Fiscal restraint may be the order of the day, but a decision to cut 20 per cent from federal funding for youth criminal justice programs seems tragically shortsighted. Moreover, the lost funding presents a textbook example of how slashing programs can, in effect, increase the cost burden.
In July, Justice Minister Rob Nicholson quietly eliminated more than $35 million from the Youth Justice Services program starting next year. As with other belt-tightening measures across the board, the 20 per cent budget cut was made to help rein in Ottawa's substantial deficit. The Justice Department, Nicholson explained to his provincial counterparts, has to cut $67 million from its budget.
When the Young Offenders Act was enacted in 1985, the Youth Justice Services Fund was created to enable the provinces to deliver related services and programs. These programs include prevention and education aimed at steering kids clear of crime in the first place. They also include the first level of contact young offenders have with rehabilitation, programs that provide as much support as possible and which are specifically focused on keeping youths away from the adult corrections system where, ironically, they can be drawn further into criminal lifestyles.

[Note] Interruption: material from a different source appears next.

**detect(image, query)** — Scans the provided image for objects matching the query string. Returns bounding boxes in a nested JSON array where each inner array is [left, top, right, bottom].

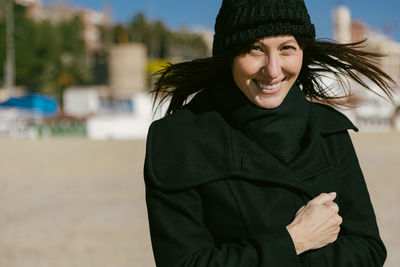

Only last month, Statistics Canada provided another startling - and heartening - update in the long-term decline in crime in this country. Notably, the crime rate is at its lowest level in 40 years. In B.C., the rate is dropping faster than in any other province.
This undeniable fact somehow gets lost in the context of the Tories' omnibus crime bill, notorious murders and mass shootings south of the border. Criminologists and sociologists can't specifically explain the trend, but they have a pretty good idea of some key factors, one being the Youth Criminal Justice Act.
"Whatever you can do to decrease youth involvement in the criminal justice system will create a longer decreasing trend," said Margaret Wright, a UBC social work professor.
The overwhelming number of young people who come into conflict with the law can be effectively rehabilitated before they reach adulthood.
The government maintains that, despite the cut, it is channeling funds into programs that are applicable to youth, such as a "guns, gangs and drugs" component and a drug-treatment component, yet the provinces are still on the hook to come up with the $35 million in short order.
For the Harper government, given its much-touted anti-crime mandate, this is the height of hypocrisy and a clearcut case of downloading costs that doesn't serve the public interest. They should heed the provinces and look elsewhere for cuts.